# TUTORIAL: Creating your Own Function

Creating a function for nmrPype is made to be a relatively simple and modular process. For demonstrative purposes, I will describe the process of creating a new function called FLIP, which flips the order of the directly detected dimension of input data. This tutorial assumes that you have installed nmrPype [by source](https://github.com/PhiMykah/nmrpype?tab=readme-ov-file#building-from-source) rather than through pip.

## 1. Overview

For creating the function, a new file will be created and the `__init__.py` file must be edited.
Below is an outline of the file structure and what files to look at for creating this new function.
- Highlighted in <font color="#648FFF">blue</font> are the nmrPype folders.
- Highlighted in <font color="#FFB000">yellow</font> is the new file. 
- Highlighted in <font color="#785EF0">purple</font> are files needed to be edited.

<pre>
<font color="#648FFF"><b>nmrPype<b></font>
├── <font color="#648FFF"><b>fn</b></font> <font color="#808080"><em>PUT YOUR FUNCTION IN THIS FOLDER</em></font>
│   ├── 
│   ├── DI.py
│   ├── FT.py
│   ├── function.py
│   ├── <font color="#FFB000">FLIP.py</font>
│   ├── <font color="#785EF0">__init__.py</font>
│   ├── PS.py
│   ├── SP.py
│   ├── TP.py
│   └── ZF.py
├── __init__.py
├── <font color="#648FFF"><b>nmrio</b></font>
│   ├── fileiobase.py
│   ├── __init__.py
│   ├── read.py
│   └── write.py
├── <font color="#648FFF"><b>parse</b></font>
│   ├── __init__.py
│   └── parser.py
├── pype.py
└── <font color="#648FFF"><b>utils</b></font>
    ├── DataFrame.py
    ├── errorHandler.py
    ├── <font color="#648FFF"><b>fdata</b></font>
    │   ├── datamanip.py
    │   └── __init__.py
    └── __init__.py
</pre>

Based on how the parser is handled, it is not necessary to modify the parser for additional command-line arguments. Later in this tutorial you will see how to format the command-line arguments.

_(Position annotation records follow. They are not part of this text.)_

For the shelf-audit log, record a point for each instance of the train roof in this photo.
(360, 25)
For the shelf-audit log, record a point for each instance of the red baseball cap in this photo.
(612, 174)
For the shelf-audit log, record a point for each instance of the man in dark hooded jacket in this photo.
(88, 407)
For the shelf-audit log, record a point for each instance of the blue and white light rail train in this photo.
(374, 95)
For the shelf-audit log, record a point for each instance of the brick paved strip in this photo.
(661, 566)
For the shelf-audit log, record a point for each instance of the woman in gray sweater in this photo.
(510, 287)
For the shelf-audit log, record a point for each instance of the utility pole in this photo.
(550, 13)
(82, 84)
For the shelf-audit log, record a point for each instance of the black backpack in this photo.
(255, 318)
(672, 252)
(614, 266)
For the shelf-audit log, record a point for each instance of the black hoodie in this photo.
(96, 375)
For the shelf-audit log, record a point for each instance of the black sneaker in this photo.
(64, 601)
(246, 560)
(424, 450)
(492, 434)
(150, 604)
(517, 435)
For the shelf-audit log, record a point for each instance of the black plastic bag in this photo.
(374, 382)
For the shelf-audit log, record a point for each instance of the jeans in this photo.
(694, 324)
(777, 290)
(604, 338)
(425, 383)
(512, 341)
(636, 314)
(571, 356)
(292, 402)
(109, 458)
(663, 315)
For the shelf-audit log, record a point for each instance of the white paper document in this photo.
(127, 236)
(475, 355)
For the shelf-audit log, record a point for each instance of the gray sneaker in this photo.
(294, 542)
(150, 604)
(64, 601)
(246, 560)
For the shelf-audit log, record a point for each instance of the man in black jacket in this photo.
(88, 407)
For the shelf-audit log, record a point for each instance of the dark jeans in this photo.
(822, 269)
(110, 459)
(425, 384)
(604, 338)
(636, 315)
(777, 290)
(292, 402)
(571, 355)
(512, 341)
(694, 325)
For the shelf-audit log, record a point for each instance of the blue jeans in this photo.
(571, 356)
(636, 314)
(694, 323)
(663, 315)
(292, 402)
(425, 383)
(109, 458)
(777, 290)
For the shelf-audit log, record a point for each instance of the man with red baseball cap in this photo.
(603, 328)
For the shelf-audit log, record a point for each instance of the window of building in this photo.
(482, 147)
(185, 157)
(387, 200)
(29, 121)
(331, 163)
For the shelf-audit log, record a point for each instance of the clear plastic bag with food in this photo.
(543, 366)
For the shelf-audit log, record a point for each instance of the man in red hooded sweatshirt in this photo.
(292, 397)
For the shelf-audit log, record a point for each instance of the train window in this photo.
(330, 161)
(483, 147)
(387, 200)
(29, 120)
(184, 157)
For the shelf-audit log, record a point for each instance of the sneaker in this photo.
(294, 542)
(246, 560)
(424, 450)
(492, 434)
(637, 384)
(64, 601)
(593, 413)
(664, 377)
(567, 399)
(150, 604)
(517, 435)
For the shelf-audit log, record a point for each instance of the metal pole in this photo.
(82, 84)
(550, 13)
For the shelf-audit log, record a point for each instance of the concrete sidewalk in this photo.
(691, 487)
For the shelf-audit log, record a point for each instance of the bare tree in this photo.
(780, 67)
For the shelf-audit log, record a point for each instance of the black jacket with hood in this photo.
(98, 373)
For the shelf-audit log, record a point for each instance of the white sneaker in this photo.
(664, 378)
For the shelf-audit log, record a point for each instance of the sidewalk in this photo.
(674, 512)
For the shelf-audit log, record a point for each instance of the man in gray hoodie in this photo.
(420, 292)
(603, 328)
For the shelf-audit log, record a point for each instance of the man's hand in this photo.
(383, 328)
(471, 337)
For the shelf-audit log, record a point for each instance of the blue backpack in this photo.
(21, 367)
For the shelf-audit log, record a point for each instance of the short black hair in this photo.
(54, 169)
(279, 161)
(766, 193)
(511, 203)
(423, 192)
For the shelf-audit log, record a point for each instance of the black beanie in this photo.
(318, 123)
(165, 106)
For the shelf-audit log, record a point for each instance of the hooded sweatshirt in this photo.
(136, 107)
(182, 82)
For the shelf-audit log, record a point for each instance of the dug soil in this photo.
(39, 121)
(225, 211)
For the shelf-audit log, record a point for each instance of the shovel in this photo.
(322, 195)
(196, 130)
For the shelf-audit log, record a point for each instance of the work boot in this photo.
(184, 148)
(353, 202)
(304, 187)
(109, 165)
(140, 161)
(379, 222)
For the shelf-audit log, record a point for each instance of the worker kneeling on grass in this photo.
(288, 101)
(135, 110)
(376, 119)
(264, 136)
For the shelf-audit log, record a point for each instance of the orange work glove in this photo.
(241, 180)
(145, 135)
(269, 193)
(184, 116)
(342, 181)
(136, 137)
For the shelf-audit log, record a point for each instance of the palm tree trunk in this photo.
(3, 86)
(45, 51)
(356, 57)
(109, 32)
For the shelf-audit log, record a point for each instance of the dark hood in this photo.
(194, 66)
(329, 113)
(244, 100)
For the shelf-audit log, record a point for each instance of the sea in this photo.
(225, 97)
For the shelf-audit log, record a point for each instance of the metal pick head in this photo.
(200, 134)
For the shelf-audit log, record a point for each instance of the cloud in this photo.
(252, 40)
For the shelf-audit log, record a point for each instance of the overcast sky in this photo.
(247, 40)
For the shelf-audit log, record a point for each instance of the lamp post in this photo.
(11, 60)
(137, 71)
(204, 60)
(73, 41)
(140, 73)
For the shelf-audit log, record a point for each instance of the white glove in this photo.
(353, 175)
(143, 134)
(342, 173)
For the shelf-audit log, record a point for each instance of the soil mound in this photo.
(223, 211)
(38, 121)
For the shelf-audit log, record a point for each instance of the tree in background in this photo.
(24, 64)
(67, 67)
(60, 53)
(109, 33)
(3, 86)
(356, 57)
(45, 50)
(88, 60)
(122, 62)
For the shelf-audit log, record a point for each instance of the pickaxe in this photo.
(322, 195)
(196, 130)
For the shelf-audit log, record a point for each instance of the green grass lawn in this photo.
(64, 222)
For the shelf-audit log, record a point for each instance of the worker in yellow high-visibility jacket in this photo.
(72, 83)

## 2. Creating the function's .py file

When creating the .py file, it is advised to follow the [function template](../nmrPype/fn/function.py). Essentially, each function python file should have a class that overloads the DataFunction class. Then, the class should have the \_\_init\_\_ function, and an initialize function, a process function, an updateHeader function, and a command-line argument function. You are free to also create child functions of run, and parallelize to your needs.

Below is an overview of each function in addition to the implementation for FLIP. The Command-line arguments function will have its own section.

### Note

The standard includes are as follows:
```python
from .function import DataFunction as Function
import numpy as np

# type Imports/Definitions
from ..utils import DataFrame

# Multiprocessing imports
from multiprocessing import Pool, TimeoutError
from concurrent.futures import ThreadPoolExecutor
```

### a. \_\_init\_\_

The init function should take the self as a parameter as well as all of the arguments a function should have. Additionally, the arguments for multiprocessing *(mp_enable, mp_proc, and mp_threads)* should all be included **Even if the function does not use multiprocessing.** Check the example for what to do with the multiprocessing arguments.

All of the parameters for the function should start with a lowercase version of the function followed by an underscore and then the name of the parameter. Additionally, all parameters should have a default assignment. For example, for the Fourier Transform function, the inverse fourier transform parameter would be labelled as `ft_inv`. Then, since it is a toggle, the argument will be a boolean that is false by default. Thus, `ft_inv : bool = False` will be the argument passed to \_\_init\_\_. 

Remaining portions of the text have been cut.